# s video -> RCA composite



## Van (Jun 11, 2007)

Ok, I admit it. I'm Cheap!

So iwanted to hook my wifes laptop up to my TV downstairs so we could all play a new video game together. Long story short the best way to do it was to use my new AV surround sound systems plugs on the front, only problem, laptop; s video out, and 1/8" headphone out. AV receiver; rca in, you know L/R audio composite Video. So I checked to make sure I wasn't crazy and sure enough you can easily go from s video to rca. I hop in the car and run down to the local Radio Shaft er, shack $34.95 for a Monster cable s video to RCA! Well luckily I had just looked up this page http://www.tkk.fi/Misc/Electronics/circuits/svideo2cvideo.html and remebered the values. One s video connector, one RCA connector, and one 470pF capacitor later and I'm in bussiness. Just incase you didn't know soldering on an s-video connector is a major PITA so only do this project if you're a cheap SOB like me!


----------



## stantonsound (Jun 11, 2007)

I bought a MacBook Pro a couple of months ago, and was annoyed to find that there was no vga or s-video out on it. There was some other format that I was not familiar with. I went to the apple store and they told me that they had a whole collection of adapters and could give me s-video, composite, or vga out for about $10 per adapter. I do a lot of video for corporate events....you know, the 25 people meetings with a small table top screen.....so I bought all of them. I usually just set up their laptop or computer with my screen and projector, but occasionally they will rent a computer from me as well. This way, I am prepared to hook up to just about anything.


----------



## avkid (Jun 11, 2007)

The connector on your MacBook is  DVI.
The connection is great and the image quality increase is noticeable compared to VGA.


----------



## Chris15 (Jun 12, 2007)

Van, you've never tried soldering a HD15 have you? THAT is a PITA.


----------



## Footer (Jun 12, 2007)

Chris15 said:


> Van, you've never tried soldering a HD15 have you? THAT is a PITA.

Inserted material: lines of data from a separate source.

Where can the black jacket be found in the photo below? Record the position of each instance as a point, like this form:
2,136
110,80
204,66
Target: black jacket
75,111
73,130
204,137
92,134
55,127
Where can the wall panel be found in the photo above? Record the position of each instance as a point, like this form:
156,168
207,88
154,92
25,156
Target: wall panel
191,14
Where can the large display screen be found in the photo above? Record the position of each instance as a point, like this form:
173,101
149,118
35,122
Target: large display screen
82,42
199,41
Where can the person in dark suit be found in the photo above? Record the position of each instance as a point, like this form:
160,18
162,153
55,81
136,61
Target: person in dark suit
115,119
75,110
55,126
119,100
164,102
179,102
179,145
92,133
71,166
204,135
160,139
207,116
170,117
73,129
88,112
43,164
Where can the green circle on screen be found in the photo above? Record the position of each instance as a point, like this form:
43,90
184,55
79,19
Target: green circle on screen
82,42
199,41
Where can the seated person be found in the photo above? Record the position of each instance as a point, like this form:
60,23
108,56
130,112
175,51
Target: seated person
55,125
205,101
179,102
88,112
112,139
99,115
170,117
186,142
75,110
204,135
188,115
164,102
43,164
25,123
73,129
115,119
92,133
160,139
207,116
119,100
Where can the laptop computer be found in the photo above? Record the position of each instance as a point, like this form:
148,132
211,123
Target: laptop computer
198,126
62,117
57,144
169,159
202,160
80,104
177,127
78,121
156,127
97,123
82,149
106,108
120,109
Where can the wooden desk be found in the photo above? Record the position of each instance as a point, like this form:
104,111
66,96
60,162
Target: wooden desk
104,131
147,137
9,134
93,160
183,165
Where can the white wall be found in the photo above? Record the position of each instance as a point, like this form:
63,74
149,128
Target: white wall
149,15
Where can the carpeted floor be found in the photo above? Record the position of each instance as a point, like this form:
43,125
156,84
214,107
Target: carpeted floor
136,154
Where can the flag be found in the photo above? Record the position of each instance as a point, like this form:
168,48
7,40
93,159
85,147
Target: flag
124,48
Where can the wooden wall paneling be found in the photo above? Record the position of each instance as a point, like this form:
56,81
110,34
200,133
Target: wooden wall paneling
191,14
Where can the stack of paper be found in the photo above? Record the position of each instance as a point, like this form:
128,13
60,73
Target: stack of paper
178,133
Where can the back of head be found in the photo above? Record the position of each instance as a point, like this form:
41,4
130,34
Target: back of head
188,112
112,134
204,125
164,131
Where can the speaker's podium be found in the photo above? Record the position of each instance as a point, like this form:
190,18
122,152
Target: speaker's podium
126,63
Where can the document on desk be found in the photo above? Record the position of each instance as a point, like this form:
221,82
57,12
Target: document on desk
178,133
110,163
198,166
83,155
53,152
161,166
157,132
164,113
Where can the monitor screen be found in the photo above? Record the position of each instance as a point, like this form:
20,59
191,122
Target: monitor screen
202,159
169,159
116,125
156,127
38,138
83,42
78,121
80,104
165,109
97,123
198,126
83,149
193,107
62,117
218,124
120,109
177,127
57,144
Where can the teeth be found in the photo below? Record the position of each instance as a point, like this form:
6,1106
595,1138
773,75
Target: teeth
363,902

thats why they invented crimp on pin connectors, very quick.


----------



## Chris15 (Jun 12, 2007)

Thanks Footer, I'll have to look into those.


----------



## wadeace (Aug 22, 2008)

i dont think they make a crimp svideo.
i know rs has an adapter thats under $10


----------



## Sayen (Aug 22, 2008)

I had the same problem Van describes this summer, and I think I found a similar adapter at Fry's Electronics for around $5. Usually you have to hunt around in the component areas, and stay away from the big displays. I'll go out on a limb and venture that for most home applications a cheap $5 cable is going to be equivalent to a $40+ cable. And don't believe those displays where they hook up two TVs to show you the difference between two cables, unless they let you adjust the picture and look at the physical cables.

Worse yet is the iPod crap. An iPod adapter for TV sells on the accessories isle for about $50. A replacement cable for a camcorder, which does the same thing and is just color coded wrong, can be bought of ebay for about $3. Actually, even iPod stuff is cheaper on ebay, and you can still get it new.


----------



## mnfreelancer (Aug 24, 2008)

Big surprise - once again, Monster Cable wins for biggest farce in the universe...


----------



## tech2000 (Aug 30, 2008)

although I have found monster cable to be a lot better than some brands out there...however, some cheap cables have been just as good as monster cable too.


----------



## wadeace (Aug 30, 2008)

with monster cable you are often paying for the products outer design and packaging. although some times you do actually get what you pay for from the, but rarely.


----------